Some other minor relief feature are: 

1. Seamounts: These are underwater mountains that rise from the ocean floor but do not reach the surface. They are often formed by volcanic activity and can support diverse marine life.
2. Guyots: Similar to seamounts, guyots are flat-topped underwater mountains. They were once above sea level and have been eroded by wave action.
3. Oceanic Plateaus: These are large, relatively flat elevated areas of the ocean floor. They are typically composed of thickened crust and can be formed by volcanic activity or tectonic processes.
4. Abyssal Hills: These are small, rolling hills found on the abyssal plains. They are among the most common topographic features on the ocean floor and are usually less than 1,000 meters in height.
5. Ridges and Rises: Smaller than mid-ocean ridges, these features are elongated elevations on the ocean floor.

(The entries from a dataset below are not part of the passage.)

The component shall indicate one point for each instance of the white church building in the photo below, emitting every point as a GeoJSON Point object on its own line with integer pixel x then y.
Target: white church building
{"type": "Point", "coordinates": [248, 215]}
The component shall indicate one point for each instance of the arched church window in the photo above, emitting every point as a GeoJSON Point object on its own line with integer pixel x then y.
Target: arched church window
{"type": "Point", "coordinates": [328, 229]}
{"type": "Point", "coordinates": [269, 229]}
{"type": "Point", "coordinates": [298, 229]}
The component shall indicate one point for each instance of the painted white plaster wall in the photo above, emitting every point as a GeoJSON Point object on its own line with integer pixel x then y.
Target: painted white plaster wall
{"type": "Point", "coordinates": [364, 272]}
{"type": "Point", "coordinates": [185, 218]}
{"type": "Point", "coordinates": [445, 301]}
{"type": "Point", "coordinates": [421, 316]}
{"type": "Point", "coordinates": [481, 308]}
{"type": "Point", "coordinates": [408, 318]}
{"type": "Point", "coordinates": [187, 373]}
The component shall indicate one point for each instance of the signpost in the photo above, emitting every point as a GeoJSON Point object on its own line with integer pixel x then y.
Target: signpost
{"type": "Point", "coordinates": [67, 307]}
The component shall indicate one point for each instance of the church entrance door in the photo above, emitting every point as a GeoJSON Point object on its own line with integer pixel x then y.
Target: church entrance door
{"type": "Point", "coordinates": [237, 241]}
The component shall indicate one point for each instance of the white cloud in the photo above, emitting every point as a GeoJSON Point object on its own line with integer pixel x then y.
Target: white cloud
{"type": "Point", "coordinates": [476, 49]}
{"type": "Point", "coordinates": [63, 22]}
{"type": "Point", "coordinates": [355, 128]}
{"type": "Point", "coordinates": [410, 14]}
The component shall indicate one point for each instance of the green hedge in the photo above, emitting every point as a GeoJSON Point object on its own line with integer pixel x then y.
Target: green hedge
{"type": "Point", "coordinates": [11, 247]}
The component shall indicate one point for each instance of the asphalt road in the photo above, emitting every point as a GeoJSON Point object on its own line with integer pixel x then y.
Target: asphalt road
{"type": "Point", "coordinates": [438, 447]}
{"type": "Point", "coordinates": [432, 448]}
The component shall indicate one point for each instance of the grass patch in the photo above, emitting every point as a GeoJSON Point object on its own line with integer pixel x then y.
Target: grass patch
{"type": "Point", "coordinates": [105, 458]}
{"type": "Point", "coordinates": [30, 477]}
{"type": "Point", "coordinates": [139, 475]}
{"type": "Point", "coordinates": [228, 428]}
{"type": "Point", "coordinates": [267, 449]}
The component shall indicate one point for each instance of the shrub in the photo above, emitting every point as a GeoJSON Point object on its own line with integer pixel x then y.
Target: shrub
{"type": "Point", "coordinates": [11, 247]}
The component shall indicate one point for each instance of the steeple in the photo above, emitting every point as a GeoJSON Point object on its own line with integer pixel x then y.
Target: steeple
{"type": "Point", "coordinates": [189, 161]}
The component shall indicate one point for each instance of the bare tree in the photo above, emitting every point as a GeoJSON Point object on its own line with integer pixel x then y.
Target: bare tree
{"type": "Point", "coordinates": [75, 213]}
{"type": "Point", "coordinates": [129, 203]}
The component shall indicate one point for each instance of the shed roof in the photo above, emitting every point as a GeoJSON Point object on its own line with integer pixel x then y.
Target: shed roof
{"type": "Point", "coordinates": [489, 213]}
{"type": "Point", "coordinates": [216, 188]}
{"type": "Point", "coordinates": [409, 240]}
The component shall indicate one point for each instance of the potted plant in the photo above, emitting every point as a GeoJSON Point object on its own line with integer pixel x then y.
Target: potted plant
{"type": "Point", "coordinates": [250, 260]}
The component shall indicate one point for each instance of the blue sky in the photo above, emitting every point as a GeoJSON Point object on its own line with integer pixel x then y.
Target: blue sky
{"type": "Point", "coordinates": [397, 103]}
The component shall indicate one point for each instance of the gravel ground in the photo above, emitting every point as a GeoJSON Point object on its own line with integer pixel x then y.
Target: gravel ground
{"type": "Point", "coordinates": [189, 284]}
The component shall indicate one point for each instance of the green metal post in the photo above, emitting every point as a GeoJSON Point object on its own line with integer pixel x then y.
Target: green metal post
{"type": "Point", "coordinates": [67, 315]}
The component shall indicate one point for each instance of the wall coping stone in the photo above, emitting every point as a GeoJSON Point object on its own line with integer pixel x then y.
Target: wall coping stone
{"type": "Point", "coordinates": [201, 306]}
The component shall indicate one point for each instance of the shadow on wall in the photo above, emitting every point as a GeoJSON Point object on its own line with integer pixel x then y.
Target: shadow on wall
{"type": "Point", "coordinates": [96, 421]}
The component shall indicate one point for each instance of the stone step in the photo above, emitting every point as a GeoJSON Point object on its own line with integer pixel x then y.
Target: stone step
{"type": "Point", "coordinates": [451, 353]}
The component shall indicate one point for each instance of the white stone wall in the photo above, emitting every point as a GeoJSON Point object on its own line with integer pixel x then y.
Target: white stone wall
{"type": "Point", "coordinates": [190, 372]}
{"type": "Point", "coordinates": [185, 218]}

They are formed by tectonic activity and can be found in various parts of the ocean.

Oceanography: Physical Properties of Ocean Waters

The physical properties of seawater are influenced by temperature, salinity, and pressure:

Temperature

• Variation: Temperature varies with depth and location; surface waters are warmer due to solar heating, while deeper waters are colder.
• Impact on Density: Temperature affects the density of ocean water; warmer water is less dense and tends to stay at the surface, while colder water is denser and sinks.
• Thermocline:
  • Definition: The thermocline is a distinct layer in a body of water where the temperature changes rapidly with depth.
  • Function: It separates the warmer, mixed surface water from the cooler, deep water below, acting as a barrier to mixing.
  • Location: More pronounced in tropical regions where surface waters are much warmer; less distinct in polar regions where surface and deep water temperatures are closer.
  • Seasonal Variations: In temperate regions, the thermocline can be more pronounced in summer and may weaken or disappear in winter.

Salinity

• Definition: Salinity is the concentration of dissolved salts in seawater, typically measured in parts per thousand (ppt).
• Average Salinity: Average ocean salinity is about 35 ppt but can vary in different regions.
• Factors Affecting Salinity:
  • Evaporation: Increases salinity as water evaporates and leaves salts behind.
  • Precipitation: Decreases salinity by diluting seawater with freshwater.
  • River Inflow: Lowers salinity near river mouths.
  • Ice Formation/Melting: Ice formation increases salinity by leaving salts behind; melting ice decreases salinity by adding freshwater.
• Halocline:
  • Definition: The halocline is a water layer where salinity changes rapidly with depth.
  • Function: It separates water masses with different salinities, affecting water density and circulation.
  • Influence on Marine Life: Influences marine life and oceanographic processes, especially in estuaries and coastal regions where freshwater mixes with seawater.

Density

• Factors Influencing Density: Temperature, salinity, and pressure.
  • Temperature Influence: Colder water is denser; warmer water is less dense.
  • Salinity Influence: Higher salinity increases density.
  • Pressure Influence: Density increases with depth due to rising pressure.
• Stratification: Denser water tends to sink, creating stratification in the ocean layers.
  • Thermohaline Circulation: Density-driven global ocean current system, essential for nutrient transport and climate regulation.
  • Impacts on Ocean Circulation: Stratification impacts ocean circulation and the distribution of nutrients.
  • Seasonal and Regional Variations: Density variations contribute to seasonal mixing, upwelling, and downwelling, crucial for nutrient cycling and productivity in marine ecosystems.

Light Penetration

• Decreases with Depth: Light penetration decreases with depth, affecting the distribution of marine life.
• Photic Zone: The photic zone, where light is sufficient for photosynthesis, extends to about 200 meters.
  • Photosynthesis: Most primary production occurs in this zone due to the availability of light.
• Aphotic Zone: Below the photic zone, less light is available, and the types of organisms that can live there change.
  • Adaptations: Marine organisms in the aphotic zone have adapted to low-light conditions, often through bioluminescence or enhanced sensory organs.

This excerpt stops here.